A certains instants, cela a signifié affronter la force navale panaméenne. Pour cela, la population les considère comme des héros.
Sur terre, les communautés locales et les chauffeurs de camion ont bloqué les routes menant aux mines, réussissant ainsi à saboter leur fonctionnement. Tout cela a été une incroyable démonstration de force.
Bien sûr, derrière cette éruption de protestations s’exprimait aussi le mécontentement face aux pénuries d’eau, aux coupures d’électricité, au manque d’emplois pour les jeunes, ainsi qu’à la corruption et aux privilèges des politiciens pro-patrons.
Cela a créé un terrain propice aux plus grandes mobilisations que nous ayons jamais vues dans ce pays, avec environ 1 million de personnes dans les rues de tout le pays le 22 novembre.
Nous avons assisté à un mouvement véritablement autogéré, où différentes sections, par exemple les pêcheurs, ont pris des décisions basées sur leurs connaissances locales et les ont mises en œuvre avec le soutien du reste du mouvement. Nous avons vu des jeunes organiser des actions directes et des gardes d’autodéfense.

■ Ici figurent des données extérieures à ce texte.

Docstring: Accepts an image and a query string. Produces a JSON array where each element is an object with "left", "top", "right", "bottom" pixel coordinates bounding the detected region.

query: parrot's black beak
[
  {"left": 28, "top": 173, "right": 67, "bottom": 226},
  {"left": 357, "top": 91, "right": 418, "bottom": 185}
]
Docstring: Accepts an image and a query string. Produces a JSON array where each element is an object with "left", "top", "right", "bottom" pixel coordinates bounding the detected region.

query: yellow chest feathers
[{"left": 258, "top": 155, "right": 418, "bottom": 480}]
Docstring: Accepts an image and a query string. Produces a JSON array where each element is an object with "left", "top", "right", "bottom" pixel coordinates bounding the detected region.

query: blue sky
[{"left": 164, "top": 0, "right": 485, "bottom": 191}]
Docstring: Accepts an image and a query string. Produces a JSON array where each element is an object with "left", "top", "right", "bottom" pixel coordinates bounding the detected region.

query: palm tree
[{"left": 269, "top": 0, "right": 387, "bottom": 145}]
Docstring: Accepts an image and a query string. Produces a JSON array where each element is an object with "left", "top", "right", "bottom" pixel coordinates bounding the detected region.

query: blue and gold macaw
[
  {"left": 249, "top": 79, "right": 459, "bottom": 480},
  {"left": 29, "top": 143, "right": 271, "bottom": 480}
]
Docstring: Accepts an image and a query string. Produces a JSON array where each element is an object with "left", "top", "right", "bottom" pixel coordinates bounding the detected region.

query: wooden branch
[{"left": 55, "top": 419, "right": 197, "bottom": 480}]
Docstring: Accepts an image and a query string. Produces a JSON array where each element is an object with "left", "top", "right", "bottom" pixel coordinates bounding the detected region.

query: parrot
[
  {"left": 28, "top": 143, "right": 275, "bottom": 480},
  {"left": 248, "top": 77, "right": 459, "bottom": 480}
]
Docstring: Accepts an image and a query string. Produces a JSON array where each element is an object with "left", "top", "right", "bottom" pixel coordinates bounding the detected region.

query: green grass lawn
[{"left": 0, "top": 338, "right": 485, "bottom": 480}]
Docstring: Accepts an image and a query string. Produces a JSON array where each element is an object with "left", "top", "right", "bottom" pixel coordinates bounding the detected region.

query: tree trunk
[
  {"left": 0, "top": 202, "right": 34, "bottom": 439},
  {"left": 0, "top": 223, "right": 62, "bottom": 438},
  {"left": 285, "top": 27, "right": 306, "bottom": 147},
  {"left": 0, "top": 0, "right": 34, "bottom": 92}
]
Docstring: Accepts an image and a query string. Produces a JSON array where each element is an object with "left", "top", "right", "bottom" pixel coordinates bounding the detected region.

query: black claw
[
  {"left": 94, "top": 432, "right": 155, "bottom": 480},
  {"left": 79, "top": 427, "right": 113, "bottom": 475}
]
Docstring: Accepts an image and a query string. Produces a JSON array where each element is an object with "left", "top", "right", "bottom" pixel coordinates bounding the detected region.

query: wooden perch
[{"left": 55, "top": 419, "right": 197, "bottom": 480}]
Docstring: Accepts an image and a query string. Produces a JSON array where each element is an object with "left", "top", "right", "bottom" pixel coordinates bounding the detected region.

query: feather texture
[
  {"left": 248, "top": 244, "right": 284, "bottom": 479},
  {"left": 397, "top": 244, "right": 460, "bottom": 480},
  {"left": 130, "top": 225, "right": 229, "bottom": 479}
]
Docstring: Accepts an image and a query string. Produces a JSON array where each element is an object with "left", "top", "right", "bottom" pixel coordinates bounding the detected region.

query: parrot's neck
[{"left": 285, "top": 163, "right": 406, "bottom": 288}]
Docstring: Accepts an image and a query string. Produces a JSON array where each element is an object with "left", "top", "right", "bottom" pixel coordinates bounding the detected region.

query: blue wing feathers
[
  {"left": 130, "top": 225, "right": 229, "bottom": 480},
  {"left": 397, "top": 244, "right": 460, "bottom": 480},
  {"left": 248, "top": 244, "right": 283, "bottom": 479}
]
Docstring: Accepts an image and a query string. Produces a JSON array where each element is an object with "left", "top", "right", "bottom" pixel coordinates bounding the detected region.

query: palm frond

Il y a eu rupture entre la société civile et la société politique. Le niveau de désaffection politique était si élevé qu’il ne serait pas injuste de le qualifier de situation prérévolutionnaire. Il n’y a pas eu de vacance du pouvoir ni de création d’organes permanents de double pouvoir. Mais les mobilisations étaient si fortes qu’elles ont agi comme un pouvoir indépendant.
Le résultat a été que la Cour suprême a jugé le contrat minier inconstitutionnel le 28 novembre. Les manifestations ont également entraîné la démission du ministre du commerce, qui avait signé le contrat, et l’approbation, début novembre, d’une loi de moratoire sur l’exploitation minière qui interdit l’octroi de toute nouvelle concession.
La prochaine étape de la lutte ?
Bien que la lutte ait porté sur la fermeture de la mine, nous reconnaissons qu’il y a encore environ 5 000 travailleurs employés à la mine. Nous proposons que ces travailleurs eux-mêmes président à la fermeture progressive de la mine.
La mine ne peut pas être fermée immédiatement et qu’il est nécessaire de prendre des mesures pour une reconversion sûre et écologique du site. Nous pensons que les travailleurs devraient rester pour mener ce processus.
Nous avons également proposé qu’une commission impliquant des organisations de travailleurs et des organisations populaires, ainsi que des environnementalistes possédant une expertise technique, soit formée pour présider à ce processus. Nous ne sommes pas favorables à la nationalisation de la mine, car cela signifierait que l’État paierait pour le processus de reconversion.
Au lieu de cela, la compagnie minière, qui est responsable de la contamination de l’environnement et qui a fait sortir tant de profits du pays, devrait en supporter les coûts. Notre mot d’ordre est : “faire payer les pollueurs !”.